Ela tinha olhos de espelho e refletiram todo a loucura que sentia em vê-la. Seu cabelo, preso em coque, mostrou em detalhes sua correntinha de ouro com um pássaro espalmado em seu peito. Seu uniforme, de um colégio pouco conhecido, me intrigou. Da onde ela teria saído? Por que entrou nesse ônibus hoje? Por que nunca a vi antes? Luíza era como um problema de equação, no qual ela era X e eu era um matemático compulsivo. Eu me apaixonei por ela, apenas pelo olhar. Ela não precisou dizer nada, apenas andar e respirar.

Ficou em pé ao meu lado. Olhei pra baixo. Vi seu All-Star vermelho e a barra de sua calça jeans acumulada. Ela era realmente mais baixinha que eu. Olhei de canto de olho: uma mecha castanha tampava parte de seu rosto, mas podia ver sua boca e suas bochechas, rosadas no mesmo tom. Sua pele era branca, mas estava vermelha com o calor e o Sol forte que tomou antes de subir no coletivo.

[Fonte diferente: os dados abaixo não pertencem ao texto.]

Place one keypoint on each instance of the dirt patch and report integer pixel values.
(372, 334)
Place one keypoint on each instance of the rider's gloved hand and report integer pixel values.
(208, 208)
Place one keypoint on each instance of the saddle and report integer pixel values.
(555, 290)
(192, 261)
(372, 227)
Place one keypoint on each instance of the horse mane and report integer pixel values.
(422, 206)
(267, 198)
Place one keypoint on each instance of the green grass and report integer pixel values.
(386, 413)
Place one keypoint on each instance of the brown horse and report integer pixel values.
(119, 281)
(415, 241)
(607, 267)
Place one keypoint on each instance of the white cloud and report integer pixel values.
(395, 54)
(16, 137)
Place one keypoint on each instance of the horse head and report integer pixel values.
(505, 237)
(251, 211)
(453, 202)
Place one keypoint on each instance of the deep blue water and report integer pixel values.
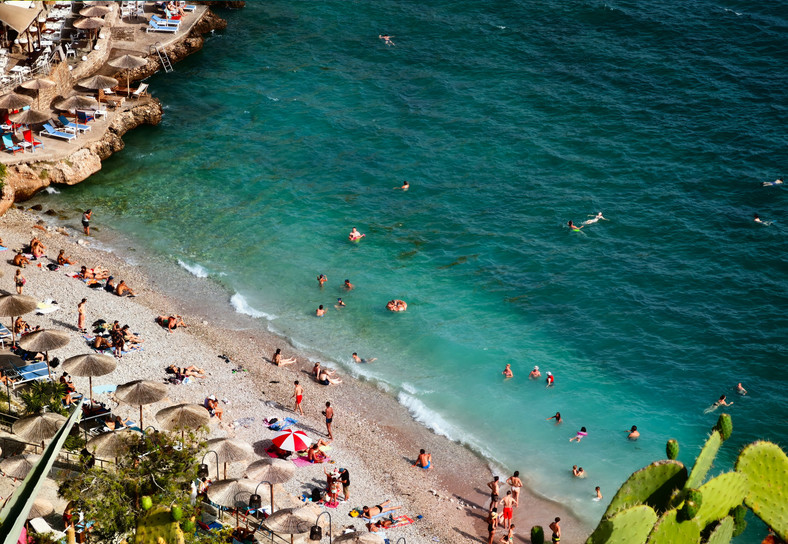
(509, 119)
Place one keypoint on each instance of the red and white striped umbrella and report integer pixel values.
(290, 440)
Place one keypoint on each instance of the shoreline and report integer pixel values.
(373, 428)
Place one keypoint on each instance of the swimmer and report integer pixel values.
(594, 219)
(582, 433)
(556, 417)
(721, 402)
(357, 359)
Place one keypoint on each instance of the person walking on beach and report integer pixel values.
(507, 503)
(516, 484)
(82, 317)
(495, 489)
(424, 460)
(19, 281)
(86, 221)
(556, 528)
(329, 413)
(298, 394)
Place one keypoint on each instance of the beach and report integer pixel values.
(375, 437)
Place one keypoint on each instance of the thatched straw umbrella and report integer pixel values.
(128, 63)
(90, 364)
(140, 392)
(16, 305)
(19, 465)
(273, 471)
(45, 340)
(182, 417)
(38, 85)
(230, 450)
(38, 427)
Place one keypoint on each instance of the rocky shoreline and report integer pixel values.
(21, 181)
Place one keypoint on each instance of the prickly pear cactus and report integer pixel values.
(537, 534)
(671, 530)
(720, 495)
(652, 485)
(672, 449)
(693, 500)
(766, 467)
(723, 533)
(704, 461)
(724, 426)
(739, 522)
(157, 524)
(626, 527)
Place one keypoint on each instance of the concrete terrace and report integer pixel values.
(120, 37)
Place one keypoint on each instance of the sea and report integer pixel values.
(508, 120)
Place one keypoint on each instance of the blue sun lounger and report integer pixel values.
(49, 130)
(156, 28)
(68, 124)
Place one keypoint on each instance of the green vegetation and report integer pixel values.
(661, 503)
(155, 466)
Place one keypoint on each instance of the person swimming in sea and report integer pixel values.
(594, 219)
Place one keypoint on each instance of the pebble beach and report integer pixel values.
(375, 438)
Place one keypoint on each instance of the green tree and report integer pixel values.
(157, 465)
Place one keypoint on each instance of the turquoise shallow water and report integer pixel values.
(508, 119)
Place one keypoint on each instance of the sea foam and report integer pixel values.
(241, 306)
(194, 269)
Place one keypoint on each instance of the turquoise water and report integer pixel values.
(508, 119)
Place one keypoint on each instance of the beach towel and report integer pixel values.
(401, 521)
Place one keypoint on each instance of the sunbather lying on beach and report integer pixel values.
(170, 322)
(323, 378)
(97, 273)
(279, 361)
(20, 260)
(62, 259)
(369, 513)
(123, 290)
(186, 371)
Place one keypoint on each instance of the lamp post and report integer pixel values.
(316, 532)
(202, 471)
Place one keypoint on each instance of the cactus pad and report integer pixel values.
(704, 461)
(724, 426)
(157, 524)
(626, 527)
(652, 485)
(723, 533)
(766, 467)
(669, 530)
(672, 449)
(721, 495)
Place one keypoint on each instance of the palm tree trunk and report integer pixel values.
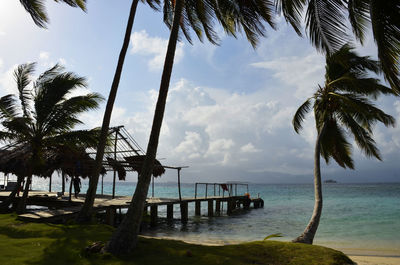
(86, 211)
(70, 189)
(63, 182)
(311, 229)
(125, 237)
(4, 206)
(22, 202)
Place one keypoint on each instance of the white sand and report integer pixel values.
(375, 260)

Ela então se virou e os olhos castanhos dela colidiram contra os meus, verdes musgo. Sempre achei a cor dos meus olhos legal - e os outros também: achavam diferente, bonito, mas até que eu entendia o lado deles. Nunca tinham visto os olhos castanhos infinitos de Luíza. Aliás, é por isso que meus amigos gostavam da Larissa, a garota considerada a mais gata do colégio: porque nunca tinham visto os detalhes de Luíza, o quanto ela era perfeita. Na verdade, entendi o porquê da infelicidade, monotonia e mediocridade das pessoas, até pelo menos conhecê-la. Eu também era assim antes de entrar no ônibus.

Essa garota é como luz, - não a fervente do Sol - algo que ilumina a alma, algo que apaixona, algo que muda tudo e todos. Eu sou apaixonado pela Luíza e posso dizer, com toda a certeza, que a amei à primeira vista.